Heard the news about Sir Stirling Moss’s mishap, falling three stories down his own lift shaft and breaking half the bones in his body. No funny puns about getting shafted, please.
Personally I revere anybody who averaged more than thirty races per year for all of 16 years, sometimes more than double that. Not only that, but also winning almost half of them. F1, rally sports, endurance, didn’t matter what. Those were the days, my friend. Drivers were real men then, as opposed to today’s little snivelers.
Stirling, we all hope you’ll recover soon.

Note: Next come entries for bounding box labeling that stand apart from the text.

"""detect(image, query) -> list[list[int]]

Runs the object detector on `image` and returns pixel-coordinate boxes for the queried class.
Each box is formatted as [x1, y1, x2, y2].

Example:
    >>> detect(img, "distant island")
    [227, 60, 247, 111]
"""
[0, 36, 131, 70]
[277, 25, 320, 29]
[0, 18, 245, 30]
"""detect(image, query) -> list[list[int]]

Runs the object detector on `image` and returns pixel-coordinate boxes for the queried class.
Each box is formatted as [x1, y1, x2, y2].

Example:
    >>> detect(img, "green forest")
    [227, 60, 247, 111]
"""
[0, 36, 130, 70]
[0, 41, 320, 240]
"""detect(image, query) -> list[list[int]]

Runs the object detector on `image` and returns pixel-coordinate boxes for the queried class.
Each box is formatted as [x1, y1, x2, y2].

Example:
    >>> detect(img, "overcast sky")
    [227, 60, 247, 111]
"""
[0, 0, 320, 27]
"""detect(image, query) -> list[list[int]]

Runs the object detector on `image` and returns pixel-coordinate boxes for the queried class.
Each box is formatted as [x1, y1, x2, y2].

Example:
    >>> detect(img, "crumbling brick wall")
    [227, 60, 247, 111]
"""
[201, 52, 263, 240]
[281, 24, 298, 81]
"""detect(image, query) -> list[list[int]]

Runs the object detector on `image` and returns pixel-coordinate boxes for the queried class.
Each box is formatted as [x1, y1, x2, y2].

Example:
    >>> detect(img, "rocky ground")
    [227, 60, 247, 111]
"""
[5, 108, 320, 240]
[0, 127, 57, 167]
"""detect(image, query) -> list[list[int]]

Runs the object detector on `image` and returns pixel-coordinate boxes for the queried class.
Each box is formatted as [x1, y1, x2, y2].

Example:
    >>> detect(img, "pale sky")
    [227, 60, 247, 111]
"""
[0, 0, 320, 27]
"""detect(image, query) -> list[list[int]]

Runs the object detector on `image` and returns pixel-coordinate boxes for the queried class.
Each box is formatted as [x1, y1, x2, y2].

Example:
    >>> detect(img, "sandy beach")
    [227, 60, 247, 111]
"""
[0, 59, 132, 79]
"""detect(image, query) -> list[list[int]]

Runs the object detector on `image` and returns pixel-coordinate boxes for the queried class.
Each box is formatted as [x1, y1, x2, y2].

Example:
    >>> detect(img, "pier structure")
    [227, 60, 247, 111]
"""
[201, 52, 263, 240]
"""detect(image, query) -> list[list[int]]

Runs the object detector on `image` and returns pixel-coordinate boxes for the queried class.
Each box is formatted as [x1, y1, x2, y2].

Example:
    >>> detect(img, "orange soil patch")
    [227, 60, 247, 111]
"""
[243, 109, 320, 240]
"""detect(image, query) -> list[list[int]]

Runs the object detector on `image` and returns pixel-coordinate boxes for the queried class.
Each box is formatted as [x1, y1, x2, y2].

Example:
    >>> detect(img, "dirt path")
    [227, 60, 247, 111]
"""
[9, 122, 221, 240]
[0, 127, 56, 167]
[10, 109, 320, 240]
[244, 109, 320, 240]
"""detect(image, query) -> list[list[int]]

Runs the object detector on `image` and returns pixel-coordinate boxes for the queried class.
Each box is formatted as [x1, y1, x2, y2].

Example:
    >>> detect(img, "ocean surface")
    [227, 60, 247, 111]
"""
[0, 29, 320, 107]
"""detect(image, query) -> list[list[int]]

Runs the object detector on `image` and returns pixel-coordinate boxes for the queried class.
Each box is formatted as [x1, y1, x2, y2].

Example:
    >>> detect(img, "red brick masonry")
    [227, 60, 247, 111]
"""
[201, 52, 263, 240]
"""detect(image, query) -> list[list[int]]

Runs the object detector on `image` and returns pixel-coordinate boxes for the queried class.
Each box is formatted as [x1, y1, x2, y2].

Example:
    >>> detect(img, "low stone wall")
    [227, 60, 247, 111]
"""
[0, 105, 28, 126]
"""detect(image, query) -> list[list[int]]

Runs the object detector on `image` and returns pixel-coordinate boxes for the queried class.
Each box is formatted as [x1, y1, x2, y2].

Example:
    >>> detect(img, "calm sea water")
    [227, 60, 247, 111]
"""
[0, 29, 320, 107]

In case you’ve lived under a rock since 1979 and have never seen any Mad Max movies: these blokes pack some serious firepower. Anyone intending to overtake Webber this weekend, be warned.
The Ozzies are tired of having their taxpayers shell out for our annual Grand Prix extravaganza at Albert Park. Some local chieftain named Brumby (only in Oz) has presented three choices: staying at Albert Park, not renewing after 2015, or moving out to the airport. Silly bugger thinks I’m going to react to that. Think not. Couldn’t care less, frankly. Who needs Oz with all these brand spanking new Asian circuits coming up?
Only thing that could make me change my mind is moving to some less unearthly time slot in Europe, i.e. nighttime in Melbourne. Put some floodlights in place, Bruce. I had one of my people leak that idea strategically to Chief Grumpy. That’ll keep him busy for a while.